Yes, and I’m glad you said it that way actually. So, stem cell transplantation or bone marrow transplantation, same thing, interchangeable, same procedure. You got it.  

Katherine:

When considering therapy, how do you approach a treatment plan for someone diagnosed with myelofibrosis?  

Dr. Hobbs:

Great question. So, when approaching how I care for a patient with myelofibrosis, I take several things into account. The first thing is, who is this patient? What other medical conditions do they have? How impacted are they by their myelofibrosis? Then what I like to do is to plug in the numbers of the patient, their blood work, their mutations, etcetera, into one of the many risk calculators that we have to determine what the risk of their myelofibrosis is.   

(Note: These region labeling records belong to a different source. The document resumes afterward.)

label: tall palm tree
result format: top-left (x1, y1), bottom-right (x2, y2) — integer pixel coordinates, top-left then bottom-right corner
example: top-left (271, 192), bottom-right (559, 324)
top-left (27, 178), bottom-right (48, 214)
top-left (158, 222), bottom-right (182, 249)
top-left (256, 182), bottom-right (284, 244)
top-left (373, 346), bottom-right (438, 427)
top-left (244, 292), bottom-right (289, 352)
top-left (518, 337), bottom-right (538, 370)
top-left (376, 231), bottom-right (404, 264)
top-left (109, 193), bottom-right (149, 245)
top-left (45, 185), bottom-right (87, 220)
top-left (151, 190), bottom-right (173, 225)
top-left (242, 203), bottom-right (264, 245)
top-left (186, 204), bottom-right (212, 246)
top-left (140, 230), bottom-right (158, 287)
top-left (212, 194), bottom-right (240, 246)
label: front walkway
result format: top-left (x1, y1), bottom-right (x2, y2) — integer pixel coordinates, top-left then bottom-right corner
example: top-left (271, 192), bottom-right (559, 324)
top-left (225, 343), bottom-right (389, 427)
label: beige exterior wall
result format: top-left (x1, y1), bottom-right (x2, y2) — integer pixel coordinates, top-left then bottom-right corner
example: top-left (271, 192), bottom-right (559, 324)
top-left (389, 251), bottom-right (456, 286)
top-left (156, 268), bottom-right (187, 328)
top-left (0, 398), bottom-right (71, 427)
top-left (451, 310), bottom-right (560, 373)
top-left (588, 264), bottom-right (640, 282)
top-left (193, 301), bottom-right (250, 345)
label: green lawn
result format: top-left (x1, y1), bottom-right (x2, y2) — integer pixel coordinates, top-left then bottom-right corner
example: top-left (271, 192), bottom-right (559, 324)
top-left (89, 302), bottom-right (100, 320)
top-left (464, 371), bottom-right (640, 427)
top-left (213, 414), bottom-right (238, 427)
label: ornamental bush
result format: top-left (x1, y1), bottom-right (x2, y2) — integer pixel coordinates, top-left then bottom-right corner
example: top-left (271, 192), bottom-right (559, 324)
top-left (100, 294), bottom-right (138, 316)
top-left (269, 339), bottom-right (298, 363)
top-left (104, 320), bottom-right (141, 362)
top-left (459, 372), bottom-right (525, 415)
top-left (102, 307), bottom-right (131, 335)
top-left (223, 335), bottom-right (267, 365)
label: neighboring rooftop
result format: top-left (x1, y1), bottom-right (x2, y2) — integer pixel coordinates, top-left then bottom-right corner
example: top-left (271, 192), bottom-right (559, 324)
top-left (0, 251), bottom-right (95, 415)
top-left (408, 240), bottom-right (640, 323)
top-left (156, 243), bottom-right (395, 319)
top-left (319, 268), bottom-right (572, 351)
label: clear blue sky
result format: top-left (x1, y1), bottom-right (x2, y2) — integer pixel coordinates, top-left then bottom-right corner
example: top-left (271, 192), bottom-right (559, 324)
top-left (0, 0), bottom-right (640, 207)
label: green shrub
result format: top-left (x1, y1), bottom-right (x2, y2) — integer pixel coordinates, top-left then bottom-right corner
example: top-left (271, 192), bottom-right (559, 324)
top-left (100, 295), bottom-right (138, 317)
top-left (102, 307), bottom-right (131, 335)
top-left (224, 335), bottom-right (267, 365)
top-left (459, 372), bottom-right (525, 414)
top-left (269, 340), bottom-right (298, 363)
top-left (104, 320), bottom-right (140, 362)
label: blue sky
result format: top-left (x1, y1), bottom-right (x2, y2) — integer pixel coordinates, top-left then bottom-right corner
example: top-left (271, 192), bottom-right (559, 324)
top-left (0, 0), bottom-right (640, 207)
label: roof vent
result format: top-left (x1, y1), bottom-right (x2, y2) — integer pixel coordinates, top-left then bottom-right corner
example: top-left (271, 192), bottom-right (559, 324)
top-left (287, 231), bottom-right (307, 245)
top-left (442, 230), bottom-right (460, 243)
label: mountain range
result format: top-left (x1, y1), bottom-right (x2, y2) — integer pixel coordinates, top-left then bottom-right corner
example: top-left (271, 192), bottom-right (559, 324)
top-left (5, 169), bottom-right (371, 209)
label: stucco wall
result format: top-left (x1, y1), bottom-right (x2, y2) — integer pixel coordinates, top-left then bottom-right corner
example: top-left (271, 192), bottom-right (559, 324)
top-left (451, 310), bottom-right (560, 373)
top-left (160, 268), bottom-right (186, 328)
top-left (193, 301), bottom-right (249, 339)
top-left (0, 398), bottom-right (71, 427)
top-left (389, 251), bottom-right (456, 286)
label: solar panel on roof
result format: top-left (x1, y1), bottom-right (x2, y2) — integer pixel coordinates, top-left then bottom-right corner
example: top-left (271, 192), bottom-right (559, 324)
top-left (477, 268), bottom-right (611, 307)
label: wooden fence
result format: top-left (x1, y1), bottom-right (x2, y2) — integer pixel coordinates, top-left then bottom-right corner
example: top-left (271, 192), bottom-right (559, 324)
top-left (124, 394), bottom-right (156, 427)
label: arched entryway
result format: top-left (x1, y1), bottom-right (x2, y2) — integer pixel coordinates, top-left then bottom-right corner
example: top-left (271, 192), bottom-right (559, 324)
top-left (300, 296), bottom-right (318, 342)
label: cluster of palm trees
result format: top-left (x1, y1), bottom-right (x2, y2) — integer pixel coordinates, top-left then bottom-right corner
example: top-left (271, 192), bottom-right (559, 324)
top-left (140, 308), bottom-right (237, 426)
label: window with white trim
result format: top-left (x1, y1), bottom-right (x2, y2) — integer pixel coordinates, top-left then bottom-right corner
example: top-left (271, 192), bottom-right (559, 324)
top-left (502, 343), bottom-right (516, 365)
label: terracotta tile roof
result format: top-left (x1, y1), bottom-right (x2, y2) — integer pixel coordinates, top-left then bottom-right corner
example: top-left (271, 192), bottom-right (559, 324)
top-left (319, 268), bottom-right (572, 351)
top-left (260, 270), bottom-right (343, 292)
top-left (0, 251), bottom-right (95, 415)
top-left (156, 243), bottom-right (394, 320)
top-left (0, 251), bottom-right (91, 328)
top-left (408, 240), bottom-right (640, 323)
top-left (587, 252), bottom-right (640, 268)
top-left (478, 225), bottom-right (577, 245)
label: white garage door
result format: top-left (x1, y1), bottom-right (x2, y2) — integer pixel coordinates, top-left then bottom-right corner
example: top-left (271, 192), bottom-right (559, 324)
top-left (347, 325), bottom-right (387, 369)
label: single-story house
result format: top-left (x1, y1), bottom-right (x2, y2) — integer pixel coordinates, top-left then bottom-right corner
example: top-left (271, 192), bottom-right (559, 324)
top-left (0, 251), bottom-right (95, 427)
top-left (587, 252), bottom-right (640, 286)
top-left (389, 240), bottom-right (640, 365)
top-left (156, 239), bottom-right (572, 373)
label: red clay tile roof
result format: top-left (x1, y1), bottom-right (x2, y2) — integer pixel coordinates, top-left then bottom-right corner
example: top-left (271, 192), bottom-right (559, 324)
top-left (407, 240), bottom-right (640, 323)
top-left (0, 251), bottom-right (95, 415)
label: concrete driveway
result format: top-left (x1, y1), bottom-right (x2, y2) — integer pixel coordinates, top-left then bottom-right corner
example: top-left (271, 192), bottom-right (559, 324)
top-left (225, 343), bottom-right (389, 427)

If a patient is considered high-risk, I will generally consider transplantation or discuss a referral to a bone marrow transplantation in one of our first visits, if not the first visit. After that, I need to determine whether or not the patient has symptoms from their disease, and if so, if they should receive a JAK inhibitor. Then I’ll look through their blood work, what their symptoms are to decide which JAK inhibitor to use first.   

If really the spleen and symptoms aren’t the primary issue, if it’s more related to low blood counts, then we can think about treatments directed at improving the hemoglobin, for example. There may be a group of patients that don’t actually require any treatment when I first meet them. So, just providing them with education, what to expect. Then discussing more of the psychological impact of living with a condition and approaches to handle that, maybe more the focus of my care.

And in general, for most of my patients, we also talk about the rest of the care. So, not just what the blood work is and what medicine I’m going to start them on, but also other things that they can do to take care of themselves, including making sure that they are actively monitored by their primary care doctor or by other specialists if that’s still appropriate. You know, one of the things we don’t discuss that frequently in myelofibrosis, we discuss that more often in essential thrombocythemia or polycythemia vera is a risk of blood clots.  

But the truth is that myelofibrosis patients can also have risks of blood clots. So, therefore, making sure that patients with MF that may have issues like hypertension, diabetes, high cholesterol, etc., get those well-managed is also really important to prevent them from having blood clots. So, lifestyle management is also an important part of the care of a patient with myelofibrosis.